Systems surround us in contemporary life, from the bureaucratic structures of our government to the rules and scripts underlying our digital interfaces. In my art practice, I design materially driven systems as a methodology to produce artworks, combining chance, rules, repetitious labour and serendipitous material textures. Equal parts chance and conscious decision-making in the studio, I hope to visualise a tension between system-based perfection and the looseness inherent in handmade objects. Rules dictate my compositions, order, colour and density.
I am conscious of how my abstract artworks can depict light, often using tone, density and translucence to convey a sense of light refracting. At art school, I majored in Photomedia. Though I haven’t continued to work heavily with light-sensitive materials, a focus on light has continued to underpin what I do.
In recent years, my artworks have used chance-based elements to dictate composition by connecting or layering random points in different ways. This painting is built up with many thin layers of colour. The shape of each layer is mapped out by scattering random points that form negative space when connected together.

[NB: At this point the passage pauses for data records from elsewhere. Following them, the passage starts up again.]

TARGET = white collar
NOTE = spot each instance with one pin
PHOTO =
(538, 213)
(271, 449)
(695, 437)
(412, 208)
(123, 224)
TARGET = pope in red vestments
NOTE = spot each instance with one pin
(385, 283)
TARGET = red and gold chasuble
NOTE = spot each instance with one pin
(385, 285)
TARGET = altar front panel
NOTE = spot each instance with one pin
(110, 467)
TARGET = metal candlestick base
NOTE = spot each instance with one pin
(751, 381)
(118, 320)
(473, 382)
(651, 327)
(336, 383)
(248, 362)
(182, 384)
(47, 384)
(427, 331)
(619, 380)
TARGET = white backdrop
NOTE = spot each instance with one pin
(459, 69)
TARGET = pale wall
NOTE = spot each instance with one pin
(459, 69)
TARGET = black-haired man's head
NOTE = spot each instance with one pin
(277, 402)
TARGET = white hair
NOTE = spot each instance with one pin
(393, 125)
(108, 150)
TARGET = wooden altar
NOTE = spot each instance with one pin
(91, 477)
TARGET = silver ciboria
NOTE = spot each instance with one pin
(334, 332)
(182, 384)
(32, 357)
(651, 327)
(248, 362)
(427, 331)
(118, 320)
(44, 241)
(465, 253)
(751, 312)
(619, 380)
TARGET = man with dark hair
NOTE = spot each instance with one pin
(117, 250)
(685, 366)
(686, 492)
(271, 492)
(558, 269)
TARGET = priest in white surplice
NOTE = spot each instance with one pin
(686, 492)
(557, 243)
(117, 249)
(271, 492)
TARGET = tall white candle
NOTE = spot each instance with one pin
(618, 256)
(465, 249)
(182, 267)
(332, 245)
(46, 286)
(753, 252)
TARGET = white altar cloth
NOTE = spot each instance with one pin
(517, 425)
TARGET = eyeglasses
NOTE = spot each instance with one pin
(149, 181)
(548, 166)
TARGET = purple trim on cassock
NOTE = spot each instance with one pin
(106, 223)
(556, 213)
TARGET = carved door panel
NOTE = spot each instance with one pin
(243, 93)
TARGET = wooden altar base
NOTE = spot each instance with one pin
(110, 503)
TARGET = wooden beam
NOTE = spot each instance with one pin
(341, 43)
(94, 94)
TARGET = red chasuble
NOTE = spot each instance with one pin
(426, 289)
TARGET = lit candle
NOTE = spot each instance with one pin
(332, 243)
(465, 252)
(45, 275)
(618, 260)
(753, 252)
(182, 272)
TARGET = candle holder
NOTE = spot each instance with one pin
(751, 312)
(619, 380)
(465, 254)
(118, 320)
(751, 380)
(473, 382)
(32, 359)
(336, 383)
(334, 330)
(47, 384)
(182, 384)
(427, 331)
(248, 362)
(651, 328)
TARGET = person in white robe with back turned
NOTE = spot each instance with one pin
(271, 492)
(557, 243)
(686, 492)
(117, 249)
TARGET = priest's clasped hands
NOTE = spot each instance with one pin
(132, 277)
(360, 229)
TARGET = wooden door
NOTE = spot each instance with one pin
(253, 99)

Many of my influences originate from the Conceptual Art and Minimalist movements of the 60s and 70s. While being conscious of situating my practice in the contemporary, I find myself nostalgic for a time and place I never experienced. My art practice feels very interlinked with time, the repetitious nature of my mark-making and systems becoming an abstract visual record of time and labour. Sometimes I feel that my time spent labouring in the studio is a form of time travel. While making, I think about the ambiguous nostalgic associations that my artworks can connect to.